Since its introduction, Portugal’s Non-Habitual Resident (NHR) tax regime has made the country a top destination for expats and international entrepreneurs. For over a decade, the programme allowed new residents to enjoy a flat 20% tax rate on personal income—a massive draw for those earning over €80,000 a year, especially when compared to Portugal’s standard top tax rate of 48%. However, in 2023, the government decided to wind down this attractive scheme, arguing that it no longer served the national interest. In its place came "NHR 2.0"—a refined framework designed to continue offering benefits, but under new, stricter conditions.
Transitional Measures for Ongoing Moves
Despite the official end of the original programme, there is a grandfathering period for those who had already set their move in motion. If you initiated your relocation to Portugal before the end of 2023, you may still qualify for the old NHR rules. To be eligible, you must prove that you had taken specific steps by that deadline, such as signing a promissory contract for property, registering children at a school, or applying for residency.
A Fresh Start with NHR 2.0
For anyone moving to Portugal after 2023, the NHR 2.0 regime (effective from 1 January 2024) is the new standard. This revised scheme aims to preserve many of the previous perks but introduces significant changes, particularly regarding pension income. It represents a major shift in qualification criteria and the specific benefits available.

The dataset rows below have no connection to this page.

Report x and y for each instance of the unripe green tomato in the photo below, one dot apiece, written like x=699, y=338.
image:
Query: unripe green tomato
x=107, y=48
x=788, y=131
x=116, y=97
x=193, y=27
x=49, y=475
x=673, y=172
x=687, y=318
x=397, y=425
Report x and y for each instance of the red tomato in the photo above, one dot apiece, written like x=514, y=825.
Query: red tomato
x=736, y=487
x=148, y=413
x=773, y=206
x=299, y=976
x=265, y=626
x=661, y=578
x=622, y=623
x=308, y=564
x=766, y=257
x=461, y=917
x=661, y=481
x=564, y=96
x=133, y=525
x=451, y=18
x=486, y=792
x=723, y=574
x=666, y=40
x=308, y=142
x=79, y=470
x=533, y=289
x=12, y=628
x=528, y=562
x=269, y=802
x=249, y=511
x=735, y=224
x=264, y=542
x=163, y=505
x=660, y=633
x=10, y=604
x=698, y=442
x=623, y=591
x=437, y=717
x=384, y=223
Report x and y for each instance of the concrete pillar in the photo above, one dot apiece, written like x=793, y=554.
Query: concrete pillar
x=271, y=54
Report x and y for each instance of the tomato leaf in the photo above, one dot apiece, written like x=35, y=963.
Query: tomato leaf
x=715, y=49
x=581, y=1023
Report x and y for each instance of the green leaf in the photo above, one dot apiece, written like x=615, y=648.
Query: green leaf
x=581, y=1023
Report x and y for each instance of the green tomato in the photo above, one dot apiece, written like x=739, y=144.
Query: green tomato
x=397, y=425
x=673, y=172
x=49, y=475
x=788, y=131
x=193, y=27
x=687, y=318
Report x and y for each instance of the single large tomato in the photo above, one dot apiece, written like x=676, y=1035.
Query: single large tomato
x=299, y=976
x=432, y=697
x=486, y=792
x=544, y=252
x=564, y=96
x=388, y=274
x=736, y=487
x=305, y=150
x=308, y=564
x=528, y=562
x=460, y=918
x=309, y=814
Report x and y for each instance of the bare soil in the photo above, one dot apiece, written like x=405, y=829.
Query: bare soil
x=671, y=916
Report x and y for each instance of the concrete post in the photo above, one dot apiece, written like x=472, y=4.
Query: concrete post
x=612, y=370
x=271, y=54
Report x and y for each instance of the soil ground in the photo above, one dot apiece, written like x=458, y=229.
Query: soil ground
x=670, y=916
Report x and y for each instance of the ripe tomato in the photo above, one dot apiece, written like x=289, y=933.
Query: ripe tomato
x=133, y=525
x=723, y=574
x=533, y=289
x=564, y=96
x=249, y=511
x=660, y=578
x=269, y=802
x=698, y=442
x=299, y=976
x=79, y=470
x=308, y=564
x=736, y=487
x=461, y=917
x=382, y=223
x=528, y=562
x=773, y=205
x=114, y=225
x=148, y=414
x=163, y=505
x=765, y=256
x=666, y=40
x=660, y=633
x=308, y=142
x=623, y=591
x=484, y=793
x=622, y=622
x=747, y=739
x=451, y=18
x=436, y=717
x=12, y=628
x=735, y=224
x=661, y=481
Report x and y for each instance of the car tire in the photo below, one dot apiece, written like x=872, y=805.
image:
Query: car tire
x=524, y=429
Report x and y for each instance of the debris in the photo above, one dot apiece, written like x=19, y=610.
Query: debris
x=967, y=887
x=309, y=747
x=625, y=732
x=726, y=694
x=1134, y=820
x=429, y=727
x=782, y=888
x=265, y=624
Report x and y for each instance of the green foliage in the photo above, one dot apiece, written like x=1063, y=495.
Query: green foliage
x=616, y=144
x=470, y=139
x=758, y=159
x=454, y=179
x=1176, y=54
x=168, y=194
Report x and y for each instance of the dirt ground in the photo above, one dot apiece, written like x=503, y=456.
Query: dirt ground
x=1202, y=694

What About Existing NHR Holders?
If you already hold NHR status, these changes do not affect you. You will continue to enjoy the benefits of the original scheme until your ten-year period expires. That said, it is always worth reviewing your situation to ensure your tax planning remains efficient for the long term.
Key Features of NHR 2.0
The updated programme maintains the attractive 20% flat tax on employment and self-employment income, provided the work falls into specific high-value categories. It also continues to exempt certain foreign-sourced income—such as dividends, interest, and rental income—from Portuguese tax. However, NHR 2.0 narrows the scope significantly, shifting focus away from a broad range of professions to specifically target scientific research, innovation, and startups.
Who Is NHR 2.0 For?
The new rules are much more targeted than before. Eligibility is now largely restricted to academics, scientific researchers, and highly qualified professionals in specific sectors. It also caters to significant investors and individuals working within certified startups or R&D projects.
Securing NHR 2.0 Status
To qualify as a tax resident under this regime, you generally need to spend more than 183 days a year in Portugal or have a habitual residence there (owning or renting). For non-EU citizens, this often involves securing a residency permit first, such as the D7 (passive income), D2 (entrepreneur), or the Golden Visa, which has also seen its investment criteria updated recently.
Summary
With the rollout of NHR 2.0, both prospective movers and current residents need to understand exactly where they stand. While the regime has tightened, it still offers substantial opportunities for the right candidates looking to enjoy life on the mainland, in Madeira, or the Azores.